Área técnica da Aneel é contra devolver encargos à Tesla Comercializadora
A área técnica da Aneel (Agência Nacional de Energia Elétrica) recomendou negar o pedido da Tesla Comercializadora de Energia para recuperar R$ 21,2 milhões em encargos cobrados sobre exportações de eletricidade. O parecer sustenta que a empresa deve participar do rateio dos custos de segurança do sistema e que sua exclusão transferiria despesas aos demais consumidores.
O entendimento consta da Nota Técnica nº 121/2026, da Superintendência de Regulação dos Serviços de Geração e do Mercado de Energia Elétrica (SGM). A decisão rejeitou tanto a restituição quanto o pedido para afastar a cobrança nas operações da companhia com países vizinhos.
A disputa envolve o Encargo de Energia de Reserva (EER) e o Encargo de Potência para Reserva de Capacidade (ERCAP), destinados a custear contratações que reforçam a segurança do suprimento elétrico. No requerimento protocolado em 9 de fevereiro, a Tesla informou ter pago R$ 16,19 milhões de EER e R$ 5,02 milhões de ERCAP.
A nota técnica também apresenta uma atualização dos valores. Com base em dados da CCEE (Câmara de Comercialização de Energia Elétrica), a SGM apurou R$ 42,02 milhões em encargos associados aos perfis de exportação da empresa para Argentina e Uruguai entre setembro de 2024 e junho de 2026. Desse total, R$ 28,01 milhões correspondem ao EER e R$ 14,01 milhões ao ERCAP.
No centro da controvérsia está a interpretação de quem deve arcar com essas despesas. A Tesla argumenta que a Lei nº 10.848/2004 restringe o rateio aos usuários finais de energia elétrica do Sistema Interligado Nacional (SIN). Na avaliação da companhia, uma comercializadora que envia energia ao exterior não se enquadra nessa condição, pois não consome eletricidade para atender carga própria no país.
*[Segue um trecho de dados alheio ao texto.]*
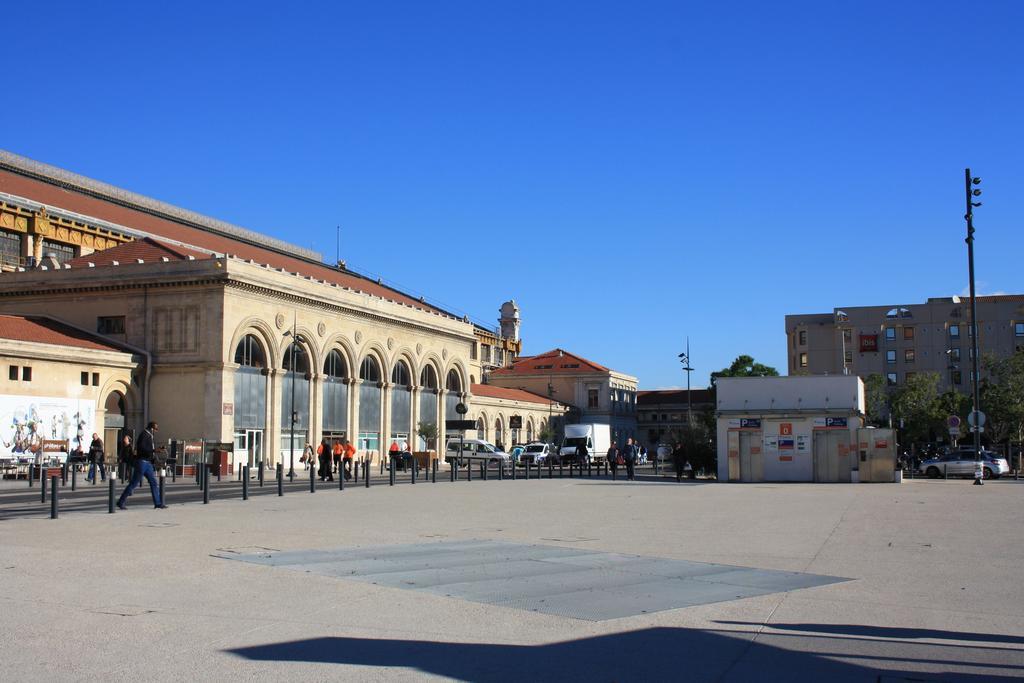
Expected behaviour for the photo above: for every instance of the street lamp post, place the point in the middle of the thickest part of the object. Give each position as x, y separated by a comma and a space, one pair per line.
971, 193
296, 338
685, 359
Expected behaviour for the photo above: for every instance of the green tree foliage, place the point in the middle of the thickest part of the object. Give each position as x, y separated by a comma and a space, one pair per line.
918, 403
1003, 396
744, 366
877, 400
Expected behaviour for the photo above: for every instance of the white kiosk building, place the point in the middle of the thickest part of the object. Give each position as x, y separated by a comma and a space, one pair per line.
802, 428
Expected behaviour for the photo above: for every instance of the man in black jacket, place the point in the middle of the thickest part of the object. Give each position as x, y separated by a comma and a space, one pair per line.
144, 447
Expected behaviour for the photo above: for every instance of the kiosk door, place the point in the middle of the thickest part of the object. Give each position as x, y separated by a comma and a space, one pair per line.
751, 462
828, 464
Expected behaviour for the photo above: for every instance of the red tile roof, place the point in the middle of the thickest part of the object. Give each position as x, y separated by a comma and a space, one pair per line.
69, 199
554, 361
47, 331
146, 249
491, 391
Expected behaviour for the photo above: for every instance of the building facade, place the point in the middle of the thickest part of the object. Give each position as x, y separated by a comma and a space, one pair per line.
898, 341
664, 412
246, 339
592, 392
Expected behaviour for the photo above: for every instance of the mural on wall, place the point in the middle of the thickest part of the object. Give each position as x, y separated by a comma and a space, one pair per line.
27, 421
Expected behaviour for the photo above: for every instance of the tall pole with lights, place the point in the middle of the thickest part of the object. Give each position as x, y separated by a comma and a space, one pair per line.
970, 194
685, 359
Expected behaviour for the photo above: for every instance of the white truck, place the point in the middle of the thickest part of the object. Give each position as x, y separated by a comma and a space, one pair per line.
596, 437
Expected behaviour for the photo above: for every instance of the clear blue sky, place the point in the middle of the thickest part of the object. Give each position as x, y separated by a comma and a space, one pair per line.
631, 173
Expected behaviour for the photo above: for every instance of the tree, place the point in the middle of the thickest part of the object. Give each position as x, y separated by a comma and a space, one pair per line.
918, 403
744, 366
428, 431
1003, 396
877, 399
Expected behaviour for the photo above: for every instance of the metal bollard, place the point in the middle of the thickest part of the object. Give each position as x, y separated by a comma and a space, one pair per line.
54, 505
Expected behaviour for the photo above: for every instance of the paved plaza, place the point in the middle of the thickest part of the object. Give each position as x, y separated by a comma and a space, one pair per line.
514, 581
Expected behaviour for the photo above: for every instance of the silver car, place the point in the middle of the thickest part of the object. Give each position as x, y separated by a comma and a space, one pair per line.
961, 463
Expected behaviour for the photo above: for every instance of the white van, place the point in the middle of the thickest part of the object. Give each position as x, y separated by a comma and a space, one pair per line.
474, 450
596, 437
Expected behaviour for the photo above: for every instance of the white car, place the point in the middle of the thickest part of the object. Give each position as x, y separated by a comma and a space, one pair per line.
474, 450
536, 453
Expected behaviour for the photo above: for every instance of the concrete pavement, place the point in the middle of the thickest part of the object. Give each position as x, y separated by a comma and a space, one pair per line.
139, 595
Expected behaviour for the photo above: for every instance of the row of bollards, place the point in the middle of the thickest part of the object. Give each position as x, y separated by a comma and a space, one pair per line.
204, 474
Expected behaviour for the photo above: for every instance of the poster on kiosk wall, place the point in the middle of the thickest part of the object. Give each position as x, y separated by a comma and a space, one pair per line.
27, 421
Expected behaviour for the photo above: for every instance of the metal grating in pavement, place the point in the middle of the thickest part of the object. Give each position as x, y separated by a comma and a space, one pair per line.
553, 580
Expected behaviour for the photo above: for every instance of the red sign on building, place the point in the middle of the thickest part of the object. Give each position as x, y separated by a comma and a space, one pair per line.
868, 343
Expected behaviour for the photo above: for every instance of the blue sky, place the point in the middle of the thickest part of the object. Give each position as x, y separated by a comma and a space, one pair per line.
631, 173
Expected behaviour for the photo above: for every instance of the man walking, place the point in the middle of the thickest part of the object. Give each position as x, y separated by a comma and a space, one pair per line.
143, 468
630, 456
96, 459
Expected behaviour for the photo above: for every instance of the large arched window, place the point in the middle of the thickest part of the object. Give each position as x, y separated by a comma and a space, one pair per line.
294, 401
370, 404
335, 394
401, 402
428, 398
454, 385
499, 433
250, 385
250, 352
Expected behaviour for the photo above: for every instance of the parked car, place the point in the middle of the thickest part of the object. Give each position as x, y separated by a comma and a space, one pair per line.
536, 453
961, 463
474, 450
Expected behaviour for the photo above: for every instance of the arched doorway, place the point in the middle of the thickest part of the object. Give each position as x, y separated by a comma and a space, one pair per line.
114, 425
370, 406
250, 400
499, 433
428, 400
335, 412
401, 403
294, 404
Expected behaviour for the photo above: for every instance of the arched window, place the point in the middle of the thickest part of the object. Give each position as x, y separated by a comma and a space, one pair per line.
401, 402
335, 392
454, 382
334, 365
249, 352
295, 359
499, 433
250, 394
370, 404
400, 375
370, 371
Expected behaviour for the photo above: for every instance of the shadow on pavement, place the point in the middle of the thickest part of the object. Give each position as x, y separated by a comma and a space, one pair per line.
888, 632
650, 654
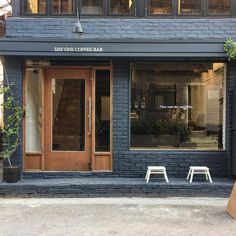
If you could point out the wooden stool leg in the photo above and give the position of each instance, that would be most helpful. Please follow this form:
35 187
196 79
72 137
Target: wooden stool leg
209 176
191 178
166 178
188 173
148 176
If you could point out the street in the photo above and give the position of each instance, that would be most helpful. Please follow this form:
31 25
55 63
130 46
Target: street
115 216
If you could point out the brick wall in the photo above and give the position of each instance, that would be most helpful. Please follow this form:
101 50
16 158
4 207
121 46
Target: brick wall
95 28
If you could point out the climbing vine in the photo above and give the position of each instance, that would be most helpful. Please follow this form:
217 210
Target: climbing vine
230 48
11 128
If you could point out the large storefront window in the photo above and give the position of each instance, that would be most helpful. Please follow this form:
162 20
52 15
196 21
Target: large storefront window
34 6
177 106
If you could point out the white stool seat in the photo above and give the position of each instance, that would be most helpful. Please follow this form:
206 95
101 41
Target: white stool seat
156 170
199 170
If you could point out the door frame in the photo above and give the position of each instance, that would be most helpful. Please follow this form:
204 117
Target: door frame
101 161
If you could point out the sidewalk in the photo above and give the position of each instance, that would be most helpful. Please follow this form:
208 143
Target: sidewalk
115 216
116 187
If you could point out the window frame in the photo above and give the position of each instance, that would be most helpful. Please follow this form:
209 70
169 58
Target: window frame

A empresa também sustenta que a Aneel extrapolou seu poder de regulamentação ao incluir os exportadores entre os responsáveis pelos pagamentos. A área técnica rejeitou essa interpretação. Para a SGM, o exportador é usuário final dentro dos limites do SIN porque é o último agente a adquirir e retirar a energia contabilizada no mercado brasileiro. O comprador estrangeiro está fora desse ambiente. A retirada para exportação, registrada pela CCEE no perfil da comercializadora, constitui a base para a incidência dos encargos.
O representante da empresa, Urias Martiniano, sócio do UMN Advogados, disse que o artigo 3º-A da Lei nº 10.848, de 2004 e os decretos são expressos ao delimitar os agentes responsáveis pelo recolhimento dos encargos, sem qualquer menção aos comercializadores exportadores.
“Não há, portanto, previsão legal que atribua ao comercializador a responsabilidade pelo pagamento do Encargo de Energia de Reserva (EER) ou do Encargo de Potência para Reserva de Capacidade (ERCAP)”.
Segundo Martiniano o legislador delimitou o universo de agentes responsáveis pelo rateio dos custos decorrentes da contratação de Energia de Reserva e de Reserva de Capacidade, não sendo juridicamente admissível a ampliação desse rol por ato infralegal.
“Ademais, a Lei nº 10.848, de 2004, não conferiu à Aneel competência para ampliar o rol legal de usuários da Energia de Reserva e da Reserva de Capacidade e, consequentemente, dos agentes sujeitos ao pagamento dos respectivos encargos. Ao contrário, sempre que o legislador pretendeu incluir novos agentes no referido regime jurídico, assim o fez de maneira expressa e inequívoca”, disse.